“Educare in bellezza con l’arte”: è la scommessa di Ciofs Scuola – associazione Figlie di Maria Ausiliatrice -, che propone un corso di formazione di 20 ore con visite artistico-culturale  per docenti ed educatori, ma anche per studenti e laureati in discipline umanistiche, storico-artistiche, archeologiche e museali. Gli incontri, nella sede di via San Saba, inizieranno il 13 marzo per concludersi il 4 aprile.

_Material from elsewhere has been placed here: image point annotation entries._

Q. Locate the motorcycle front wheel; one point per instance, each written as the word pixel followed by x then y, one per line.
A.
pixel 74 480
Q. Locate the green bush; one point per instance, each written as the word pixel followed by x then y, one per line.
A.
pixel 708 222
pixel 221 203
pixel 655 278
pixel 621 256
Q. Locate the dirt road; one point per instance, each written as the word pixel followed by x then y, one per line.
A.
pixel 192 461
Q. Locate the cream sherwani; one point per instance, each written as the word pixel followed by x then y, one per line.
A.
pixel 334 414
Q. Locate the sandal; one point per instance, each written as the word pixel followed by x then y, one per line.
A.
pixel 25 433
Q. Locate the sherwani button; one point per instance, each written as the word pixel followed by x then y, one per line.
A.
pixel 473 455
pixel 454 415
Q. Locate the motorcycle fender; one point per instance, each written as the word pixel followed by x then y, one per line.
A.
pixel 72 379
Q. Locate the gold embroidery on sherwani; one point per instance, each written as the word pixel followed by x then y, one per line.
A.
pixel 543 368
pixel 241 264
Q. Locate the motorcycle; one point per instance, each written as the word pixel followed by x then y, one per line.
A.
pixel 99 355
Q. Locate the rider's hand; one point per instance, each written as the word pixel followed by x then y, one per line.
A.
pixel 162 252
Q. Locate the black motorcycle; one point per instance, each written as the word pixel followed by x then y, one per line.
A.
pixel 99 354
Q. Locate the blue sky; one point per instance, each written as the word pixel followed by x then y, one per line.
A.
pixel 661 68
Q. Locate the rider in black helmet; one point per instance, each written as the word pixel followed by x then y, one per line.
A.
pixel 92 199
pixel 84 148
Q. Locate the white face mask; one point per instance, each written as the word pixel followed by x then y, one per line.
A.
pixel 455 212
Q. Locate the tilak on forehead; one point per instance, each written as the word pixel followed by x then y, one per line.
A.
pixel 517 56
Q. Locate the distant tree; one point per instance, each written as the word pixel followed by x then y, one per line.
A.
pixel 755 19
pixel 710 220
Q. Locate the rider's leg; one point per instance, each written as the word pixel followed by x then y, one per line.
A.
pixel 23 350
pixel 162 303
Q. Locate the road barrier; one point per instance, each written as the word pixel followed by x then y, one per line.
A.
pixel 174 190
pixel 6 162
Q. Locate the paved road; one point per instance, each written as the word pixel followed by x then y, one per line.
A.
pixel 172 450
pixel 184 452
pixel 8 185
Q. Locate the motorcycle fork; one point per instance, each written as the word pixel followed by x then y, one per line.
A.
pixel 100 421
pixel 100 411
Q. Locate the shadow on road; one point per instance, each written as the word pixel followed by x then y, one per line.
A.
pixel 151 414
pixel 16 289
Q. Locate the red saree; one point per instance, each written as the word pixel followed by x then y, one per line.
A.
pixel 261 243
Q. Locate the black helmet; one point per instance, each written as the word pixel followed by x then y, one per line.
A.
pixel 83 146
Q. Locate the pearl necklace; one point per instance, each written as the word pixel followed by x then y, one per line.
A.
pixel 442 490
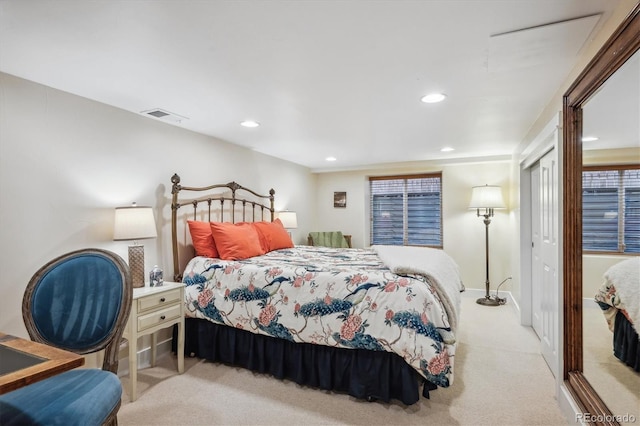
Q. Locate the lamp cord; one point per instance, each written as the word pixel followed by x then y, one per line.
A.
pixel 501 300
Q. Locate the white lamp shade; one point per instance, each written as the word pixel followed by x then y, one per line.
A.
pixel 486 197
pixel 134 223
pixel 289 219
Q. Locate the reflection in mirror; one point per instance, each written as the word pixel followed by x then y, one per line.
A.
pixel 612 115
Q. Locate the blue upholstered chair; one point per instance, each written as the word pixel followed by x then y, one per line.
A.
pixel 79 302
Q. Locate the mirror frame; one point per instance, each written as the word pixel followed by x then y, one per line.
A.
pixel 622 44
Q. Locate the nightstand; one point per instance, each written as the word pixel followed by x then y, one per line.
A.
pixel 153 309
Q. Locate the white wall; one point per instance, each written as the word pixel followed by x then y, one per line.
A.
pixel 66 162
pixel 463 231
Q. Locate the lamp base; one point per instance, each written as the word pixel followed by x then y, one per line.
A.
pixel 487 301
pixel 136 265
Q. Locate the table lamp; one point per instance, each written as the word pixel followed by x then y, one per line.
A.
pixel 135 223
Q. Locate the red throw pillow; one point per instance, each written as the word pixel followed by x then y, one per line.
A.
pixel 202 238
pixel 273 236
pixel 236 241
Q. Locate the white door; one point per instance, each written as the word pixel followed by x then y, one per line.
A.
pixel 545 259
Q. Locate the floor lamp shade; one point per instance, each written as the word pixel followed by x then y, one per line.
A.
pixel 487 197
pixel 131 224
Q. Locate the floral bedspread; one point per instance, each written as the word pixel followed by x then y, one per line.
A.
pixel 620 291
pixel 336 297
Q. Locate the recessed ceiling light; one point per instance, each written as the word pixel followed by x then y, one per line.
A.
pixel 433 98
pixel 249 123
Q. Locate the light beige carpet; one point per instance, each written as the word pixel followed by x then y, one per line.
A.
pixel 500 379
pixel 617 384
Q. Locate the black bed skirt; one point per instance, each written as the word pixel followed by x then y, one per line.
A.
pixel 370 375
pixel 626 346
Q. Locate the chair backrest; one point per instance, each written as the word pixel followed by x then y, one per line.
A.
pixel 329 239
pixel 80 302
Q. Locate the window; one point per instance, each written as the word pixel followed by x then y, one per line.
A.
pixel 406 210
pixel 611 209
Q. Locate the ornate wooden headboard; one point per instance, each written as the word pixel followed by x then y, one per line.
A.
pixel 231 200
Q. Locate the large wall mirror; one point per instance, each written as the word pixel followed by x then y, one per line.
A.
pixel 601 390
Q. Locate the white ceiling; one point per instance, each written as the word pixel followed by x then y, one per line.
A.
pixel 324 78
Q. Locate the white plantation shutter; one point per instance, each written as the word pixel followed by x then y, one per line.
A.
pixel 406 210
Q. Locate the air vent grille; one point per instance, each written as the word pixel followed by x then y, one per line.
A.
pixel 164 115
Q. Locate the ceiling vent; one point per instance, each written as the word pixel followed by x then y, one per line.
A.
pixel 164 115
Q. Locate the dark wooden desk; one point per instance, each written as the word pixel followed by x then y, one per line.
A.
pixel 34 362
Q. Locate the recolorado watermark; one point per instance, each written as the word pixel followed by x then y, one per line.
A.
pixel 600 418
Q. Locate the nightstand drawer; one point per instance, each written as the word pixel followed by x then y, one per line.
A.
pixel 158 300
pixel 158 317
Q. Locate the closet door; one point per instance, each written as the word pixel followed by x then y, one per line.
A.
pixel 545 285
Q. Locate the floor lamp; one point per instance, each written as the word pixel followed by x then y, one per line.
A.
pixel 487 197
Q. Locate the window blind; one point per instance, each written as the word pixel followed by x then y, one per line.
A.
pixel 611 210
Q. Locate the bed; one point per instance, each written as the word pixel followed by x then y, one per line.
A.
pixel 377 323
pixel 619 299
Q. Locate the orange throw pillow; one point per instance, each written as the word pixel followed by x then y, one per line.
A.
pixel 236 241
pixel 202 239
pixel 273 236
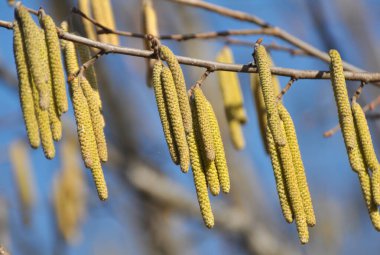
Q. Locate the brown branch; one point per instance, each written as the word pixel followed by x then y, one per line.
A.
pixel 217 66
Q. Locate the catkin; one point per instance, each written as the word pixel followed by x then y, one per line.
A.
pixel 368 150
pixel 291 137
pixel 84 6
pixel 55 63
pixel 203 120
pixel 32 42
pixel 23 176
pixel 149 26
pixel 274 123
pixel 173 108
pixel 180 86
pixel 220 157
pixel 25 90
pixel 200 182
pixel 279 178
pixel 163 112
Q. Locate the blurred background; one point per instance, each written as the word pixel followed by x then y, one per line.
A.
pixel 152 206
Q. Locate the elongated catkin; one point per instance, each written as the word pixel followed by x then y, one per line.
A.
pixel 173 108
pixel 368 150
pixel 291 137
pixel 89 28
pixel 220 157
pixel 180 86
pixel 205 130
pixel 25 89
pixel 279 178
pixel 263 65
pixel 32 42
pixel 55 63
pixel 163 112
pixel 200 181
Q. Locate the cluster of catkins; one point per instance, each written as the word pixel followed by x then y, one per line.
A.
pixel 357 139
pixel 42 90
pixel 191 131
pixel 282 145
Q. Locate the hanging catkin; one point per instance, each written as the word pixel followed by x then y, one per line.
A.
pixel 274 123
pixel 368 150
pixel 205 130
pixel 23 177
pixel 279 178
pixel 149 26
pixel 55 63
pixel 32 41
pixel 291 137
pixel 89 28
pixel 163 112
pixel 174 113
pixel 180 86
pixel 25 90
pixel 220 157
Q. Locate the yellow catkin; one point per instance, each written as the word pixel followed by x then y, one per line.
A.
pixel 209 167
pixel 220 157
pixel 180 86
pixel 200 182
pixel 163 112
pixel 22 171
pixel 279 178
pixel 290 176
pixel 173 108
pixel 89 28
pixel 25 90
pixel 55 63
pixel 368 150
pixel 32 42
pixel 102 11
pixel 291 137
pixel 149 26
pixel 96 118
pixel 205 130
pixel 263 65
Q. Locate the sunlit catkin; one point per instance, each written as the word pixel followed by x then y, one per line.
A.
pixel 32 42
pixel 180 86
pixel 89 28
pixel 205 130
pixel 220 157
pixel 163 112
pixel 25 89
pixel 274 123
pixel 200 182
pixel 55 63
pixel 368 150
pixel 149 26
pixel 174 113
pixel 279 178
pixel 22 171
pixel 291 137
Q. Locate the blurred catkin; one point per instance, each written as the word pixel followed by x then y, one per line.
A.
pixel 22 171
pixel 25 90
pixel 180 86
pixel 265 76
pixel 32 42
pixel 220 157
pixel 279 178
pixel 163 112
pixel 149 26
pixel 89 28
pixel 174 113
pixel 291 137
pixel 55 63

Le lezioni, spiegano dal Ciofs, saranno articolare in lezioni frontali e in project work per sviluppare il tema del «valore educativo dell’arte» e «l’universo simbolico dal paleocristiano al XIII secolo». Tre i laboratori previsti. Il primo, sul “linguaggio del bello”, svilupperà «la narrazione dell’arte cristiana nei cicli di affreschi e nelle miniature del Trecento: Umanesimo e cultura da Masaccio a Raffaello», il secondo su “Vedere e narrare”, invece, la “realtà e meraviglia nell’arte tra Seicento e Settecento. Astrazione e concetto: due vie della contemporaneità. Il terzo laboratorio è incentrato sui “percorsi educativi con le immagini digitali” e offrirà «strumenti e competenze».

L’arte in tutte le sue forme, si legge nella presentazione del corso, «permette lo sviluppo di molteplici abilità e competenze, in particolare favorisce lo spirito di osservazione della realtà e la costruzione dell’identità e dei contesti, sviluppa l’immaginazione, la creatività e l’empatia, matura il senso critico e la capacità di interpretare i simboli, sollecita il dialogo, le relazioni e l’inclusività. Consente, infine, di abitare lo spazio che ci circonda in modo consapevole e autentico nel rispetto dei luoghi e della comunità».